コロナ禍からの正常化に向けた回復の動きが続くことの影響が大きいため、こうした逆風のなかでも景気回復は持続すると予想するが、成長ペースは抑制されざるを得ない。日本経済研究センターが集計しているESPフォーキャスト(5月調査)では22年度の実質GDP成長率は前年比+2.4%、日本銀行の展望レポートでは+2.9%が見込まれているが、実際にはそれを下振れる可能性が高い。当研究所では前年比+1.8%と、2%を割り込むと予測する。
22年度の物価は上振れも、持続性に欠ける
消費者物価指数(生鮮食品除く総合)の見通しは、2022年度が前年度比+2.0%(前回見通し時点:+1.7%)、23年度が+0.8%(同+0.7%)である。食料品価格の上昇が想定以上のペースで進んでいることや円安の進行等を反映したことで、22年度について上方修正を行った。
5月20日に公表される全国消費者物価指数では、CPIコアが前年比で+2%を上回る可能性が高い。昨年4月に実施された大幅値下げの影響が一巡することで携帯電話通信料のマイナス寄与が大幅に縮小することに加え、食料品価格の上昇が押し上げ要因になる見込みである。
その先についても、当面高止まりが続く可能性が高い。エネルギー価格については、ガソリン・灯油補助金効果や前年の上昇の裏が出ることで伸びを緩やかに縮小させていく可能性が高いものの、食料品価格による押し上げが続く見込みだ。原材料価格の高騰を受けて5月以降も値上げが決まっている食料品は多く、当面、食料品価格は前年比で伸びを拡大させる可能性が高い。また、輸入コストの上昇を受けてやむなく値上げに踏み切る企業が増える可能性が高いとみられることから、エネルギーや食料を除いたコアコア部分についても徐々に伸びを高めるとみられる。加えて、携帯電話通信料のさらなるマイナス寄与剥落も押し上げ要因となる。携帯電話通信料は21年8月と10月にも断続的に値下げが実施されていた。22年4月に剥落するのは昨年4月の値下げ分のみであり、今後8月と10月で合わせて0.4%Pt分の押し上げ余地が残っている。
こうした点を踏まえると、年内についてはCPIコアの鈍化が明確化することは見込み難い。CPIコアは22年末時点でも前年比+2%程度で推移している可能性が高い。価格転嫁の動向如何では、さらなる上振れも否定できないだろう。

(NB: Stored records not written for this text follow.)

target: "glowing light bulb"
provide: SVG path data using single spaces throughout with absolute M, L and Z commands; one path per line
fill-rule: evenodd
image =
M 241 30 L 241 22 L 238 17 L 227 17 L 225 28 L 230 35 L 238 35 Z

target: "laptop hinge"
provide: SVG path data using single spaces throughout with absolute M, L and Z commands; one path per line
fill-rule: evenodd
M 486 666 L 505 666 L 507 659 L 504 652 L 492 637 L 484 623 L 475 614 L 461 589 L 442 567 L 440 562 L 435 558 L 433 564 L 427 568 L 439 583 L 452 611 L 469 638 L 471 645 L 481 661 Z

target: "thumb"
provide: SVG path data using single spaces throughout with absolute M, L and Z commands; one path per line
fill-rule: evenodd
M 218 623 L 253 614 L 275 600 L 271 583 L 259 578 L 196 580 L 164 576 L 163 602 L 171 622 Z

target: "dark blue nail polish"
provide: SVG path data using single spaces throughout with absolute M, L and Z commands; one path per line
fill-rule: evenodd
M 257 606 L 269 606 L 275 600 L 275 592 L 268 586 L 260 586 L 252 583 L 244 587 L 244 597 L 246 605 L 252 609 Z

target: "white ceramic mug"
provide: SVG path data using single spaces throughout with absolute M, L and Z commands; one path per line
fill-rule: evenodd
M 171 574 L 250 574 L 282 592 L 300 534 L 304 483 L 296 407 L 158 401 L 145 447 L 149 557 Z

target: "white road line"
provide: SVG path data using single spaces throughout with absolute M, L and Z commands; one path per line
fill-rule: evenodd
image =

もっとも、これはあくまで資源、食料品といった輸入価格の上昇を背景としたコストプッシュインフレである。輸入コストの増加は、最終的には企業や家計によって負担されることになる。企業収益の減少による設備投資の減少も、実質所得の低下による個人消費の下押しも、どちらも景気を悪化させる要因であり、需給面からみた物価下落圧力を引き起こす。コストプッシュによる物価上昇は持続性に欠けると言わざるを得ない。

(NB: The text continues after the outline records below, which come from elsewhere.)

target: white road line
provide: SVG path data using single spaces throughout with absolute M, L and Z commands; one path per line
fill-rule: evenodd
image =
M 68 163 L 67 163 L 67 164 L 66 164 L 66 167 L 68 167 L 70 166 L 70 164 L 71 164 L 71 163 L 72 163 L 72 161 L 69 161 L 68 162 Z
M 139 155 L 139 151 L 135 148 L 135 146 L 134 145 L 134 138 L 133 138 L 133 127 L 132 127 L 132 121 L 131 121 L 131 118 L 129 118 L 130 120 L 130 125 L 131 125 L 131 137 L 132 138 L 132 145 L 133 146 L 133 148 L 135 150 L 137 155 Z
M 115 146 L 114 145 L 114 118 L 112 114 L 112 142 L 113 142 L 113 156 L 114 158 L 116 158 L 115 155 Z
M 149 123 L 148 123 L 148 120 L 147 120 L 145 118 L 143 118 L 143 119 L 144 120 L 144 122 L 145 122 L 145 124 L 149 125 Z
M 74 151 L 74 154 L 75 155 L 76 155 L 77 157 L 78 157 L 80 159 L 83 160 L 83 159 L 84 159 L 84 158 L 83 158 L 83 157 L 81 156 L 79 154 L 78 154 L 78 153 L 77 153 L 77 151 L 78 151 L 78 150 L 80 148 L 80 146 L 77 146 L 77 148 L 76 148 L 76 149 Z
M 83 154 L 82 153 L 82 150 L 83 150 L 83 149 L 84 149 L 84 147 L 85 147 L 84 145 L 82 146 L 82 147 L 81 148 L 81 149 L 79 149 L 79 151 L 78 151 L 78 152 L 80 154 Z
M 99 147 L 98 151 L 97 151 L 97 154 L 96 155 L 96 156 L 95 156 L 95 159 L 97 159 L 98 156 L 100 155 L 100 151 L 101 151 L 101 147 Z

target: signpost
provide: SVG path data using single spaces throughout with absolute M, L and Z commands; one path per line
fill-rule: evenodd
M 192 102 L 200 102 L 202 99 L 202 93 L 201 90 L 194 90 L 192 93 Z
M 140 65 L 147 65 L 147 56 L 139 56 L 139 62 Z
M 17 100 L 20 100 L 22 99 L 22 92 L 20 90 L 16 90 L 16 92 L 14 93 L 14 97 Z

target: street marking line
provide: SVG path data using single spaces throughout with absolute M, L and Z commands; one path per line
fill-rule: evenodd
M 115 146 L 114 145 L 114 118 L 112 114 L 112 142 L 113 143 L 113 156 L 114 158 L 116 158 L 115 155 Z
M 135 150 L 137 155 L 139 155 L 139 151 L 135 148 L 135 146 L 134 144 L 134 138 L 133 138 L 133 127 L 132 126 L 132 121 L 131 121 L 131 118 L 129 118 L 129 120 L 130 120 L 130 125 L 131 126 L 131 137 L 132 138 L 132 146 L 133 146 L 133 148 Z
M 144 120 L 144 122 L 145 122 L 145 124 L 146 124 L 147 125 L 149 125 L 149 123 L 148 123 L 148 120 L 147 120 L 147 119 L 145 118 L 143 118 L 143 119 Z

また、日本においては、賃金の上昇を通じたサービス価格の上昇が実現していない点も、持続的な物価上昇が展望できない要因の一つである。企業・家計ともデフレマインドの払拭には至っていないことに加え、資源価格高騰が企業収益の押し下げに繋がることを考えると、先行きも賃金上昇率が明確に高まることは見込み難く、サービス価格の上昇も限定的なものにとどまる可能性が高い。
こうした点を踏まえると、物価上昇率の加速はあくまで22年度限定とみるべきだろう。時間の経過とともに資源価格の上昇寄与が剥落するにつれて、CPIも再び伸び率を低下させていくだろう。23年度には急速にCPIの伸びが鈍化し、再びゼロ%台に戻る可能性が高いと予想している。